In [None]:
from kvikio.nvcomp_codec import NvCompBatchCodec
from kvikio.zarr import NVCompCompressor
import numpy as np
import io
import cupy as cp
import numpy
import zstandard as zstd
import sys

# (SLOW) Read compressed buffer from file to GPU -> decompress buffer on GPU 

The problem: Compress file with zstd using CPU, then read it into GPU and decompress it there. Validate against CPU compression.

## Generate and compress some data with zstd on CPU and save

In [None]:
# Create a sample NumPy array
dtype = np.float32
shape = (100000, 10000)
data_CPU = np.random.default_rng().random(shape, dtype=dtype)

# Compress the data using zstd
compressor = zstd.ZstdCompressor()
compressed_data = compressor.compress(data_CPU.tobytes())

data_compressed_CPU_path = "/home/fstrug/uscmshome/nobackup/GPU/kvikio_playground/compressed_data_zstd_CPU.zst"
# Save the compressed data to a file
with open(data_compressed_CPU_path, 'wb') as f:
    f.write(compressed_data)


### Generate and compress some data with zstd on GPU and save (Example)

In [None]:
# Compress data to file with GPU (must be small cp array or get error due to large chunk size)
data_GPU = cp.random.rand(1000,1000, dtype=np.float32)
codec = NvCompBatchCodec("zstd")
data_compressed_GPU = codec.encode(data_GPU)

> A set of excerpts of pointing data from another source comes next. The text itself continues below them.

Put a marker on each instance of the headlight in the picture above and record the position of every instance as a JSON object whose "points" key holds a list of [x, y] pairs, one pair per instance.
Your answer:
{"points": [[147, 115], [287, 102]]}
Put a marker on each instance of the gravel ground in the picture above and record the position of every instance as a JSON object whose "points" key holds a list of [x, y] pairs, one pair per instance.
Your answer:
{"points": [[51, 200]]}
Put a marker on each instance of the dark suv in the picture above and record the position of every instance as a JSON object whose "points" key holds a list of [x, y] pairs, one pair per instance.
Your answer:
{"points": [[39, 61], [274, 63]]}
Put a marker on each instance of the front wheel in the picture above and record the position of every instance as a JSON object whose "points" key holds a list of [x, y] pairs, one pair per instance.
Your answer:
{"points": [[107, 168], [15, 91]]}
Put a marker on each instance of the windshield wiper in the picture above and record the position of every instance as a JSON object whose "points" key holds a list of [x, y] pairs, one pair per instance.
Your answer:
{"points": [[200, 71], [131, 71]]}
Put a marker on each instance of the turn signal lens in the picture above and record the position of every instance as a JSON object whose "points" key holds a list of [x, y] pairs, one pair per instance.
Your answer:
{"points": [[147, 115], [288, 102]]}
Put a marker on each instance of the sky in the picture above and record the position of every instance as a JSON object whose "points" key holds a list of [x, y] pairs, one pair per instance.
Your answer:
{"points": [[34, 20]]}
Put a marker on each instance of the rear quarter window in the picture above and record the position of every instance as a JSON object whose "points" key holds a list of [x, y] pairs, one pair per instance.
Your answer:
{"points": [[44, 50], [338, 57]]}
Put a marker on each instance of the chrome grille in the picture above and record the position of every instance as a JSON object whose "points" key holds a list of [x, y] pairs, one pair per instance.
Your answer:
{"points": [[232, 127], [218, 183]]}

data_compressed_GPU_path = "/home/fstrug/uscmshome/nobackup/GPU/kvikio_playground/compressed_data_zstd_GPU.zst"
#Write compressed data to file
with open(data_compressed_GPU_path, "wb") as f:
    f.write(data_compressed_GPU)


## Read zstd compressed data to CPU and decompress on CPU

In [None]:
# Read compressed data to CPU
with open(data_compressed_CPU_path, 'rb') as f:
    compressed_data = f.read()

# Decompress the data using zstd
decompressor = zstd.ZstdDecompressor()
data_decompressed_CPU = decompressor.decompress(compressed_data)

# Convert the bytes back to a NumPy array
nparray_decompressed_CPU = np.frombuffer(data_decompressed_CPU, dtype=dtype).reshape(shape)

## Read zstd compressed data to CPU and decompress on GPU

In [None]:
#Read compressed data to CPU
with open(data_compressed_CPU_path, "rb") as f:
    read_comp_data = f.read()

outGPU = cp.empty_like(data_CPU, dtype=dtype)
# Decode compressed data on GPU
codec = NvCompBatchCodec("zstd")
decompressed_data_byGPU = codec.decode(read_comp_data, out = outGPU).view(dtype).reshape(shape) # will return to CPU npArray if not given cpArray for output

## Check that CPU and GPU decompression give same result

In [None]:
# Check array correctly decompressed
assert (nparray_decompressed_CPU == data_CPU).all()

In [None]:
# Check CPU and GPU decompression give same result
assert (nparray_decompressed_CPU == decompressed_data_byGPU.get()).all()

# (FAST) Chunked compressed buffer to GPU -> decompress buffer on GPU 

In [None]:
# Generate chunks of data
shape_chunk = (1000, 1000)
N_chunks = 1000
chunks = [np.random.default_rng().random(shape_chunk, dtype=np.float32) for i in range(N_chunks)]
chunks_combined = np.concatenate(chunks)


## CPU Compression

In [None]:
# Compress the data using zstd
compressor = zstd.ZstdCompressor()
compressed_data = compressor.compress(chunks_combined.tobytes())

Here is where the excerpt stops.